The Bauer Villa
Libodřice 111, Kolín district
+420 770 112 747
Opening Hours
July and August
Thursday to Sunday 10 a.m. to 5 p.m.
May to June and September to October
Saturday and Sunday 10 a.m. to 5 p.m.
November to March closed
(by appointment)
Lunch break 12:30 p.m. to 1 p.m.
Addmission
full CZK 120 | concession CZK 70
Guided tour
full CZK 160 | concession CZK 100

Built in 1912–1914 after the plans of the architect Josef Gočár (1880–1945), the villa is a unique and stylistically characteristic realization of Cubist architecture that blends innovative morphology with a sense of the local and historical context. It showcases references to Baroque elements alongside sharp angles, broken lines and dramatically profiled surfaces. The local land owner Adolf Bauer commissioned the villa during a period when Gočár’s most distinctive Cubist edifices were being created – The House of the Black Madonna and a spa building in Bohdaneč. After the death of Adolf Bauer in 1929 the family lived there for two more years and then moved to Prague. In 1940 the villa along with the estate was confiscated as Jewish property and came under German administration, and in 1948 it was nationalized.
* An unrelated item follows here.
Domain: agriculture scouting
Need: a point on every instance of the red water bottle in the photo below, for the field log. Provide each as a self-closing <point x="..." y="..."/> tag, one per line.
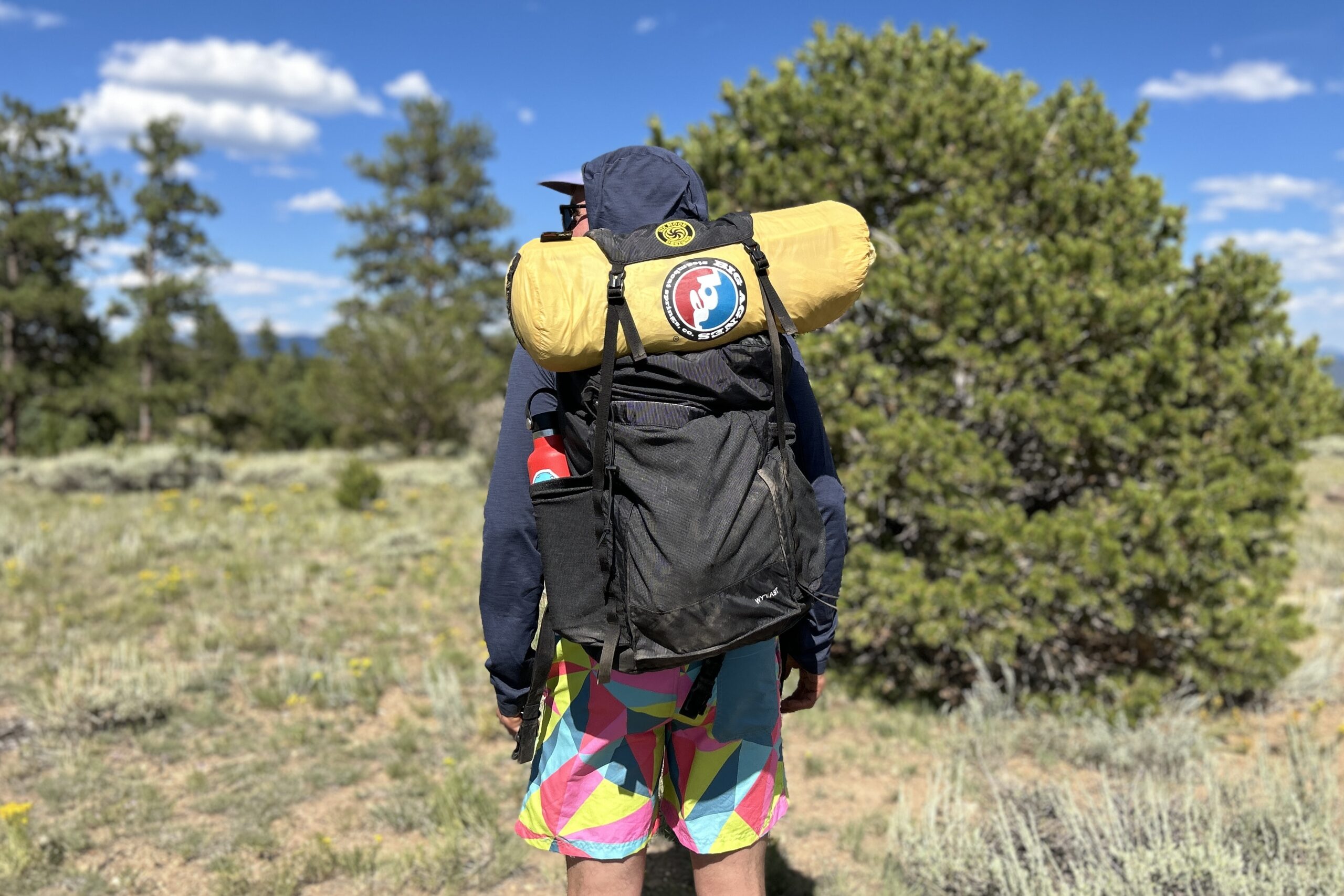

Although the villa is recognized from 1958 as a building of significant cultural value and in 1987 was even included on the Central List of Cultural Monuments, it gradually fell into disrepair. In the new millennium, the Czech Cubism Foundation took up the project of rescuing and renovating the building and eventually opened it to the public. In 2025 the villa became a State-owned property under the management of the Museum of Decorative Arts in Prague that houses in its interiors a permanent exhibition of Cubist furniture and decorative arts, namely the works of architects Vlastislav Hofman, Pavel Janák, Josef Gočár and Ladislav Machoň, and artefacts from the production of the Artěl artists’ cooperative.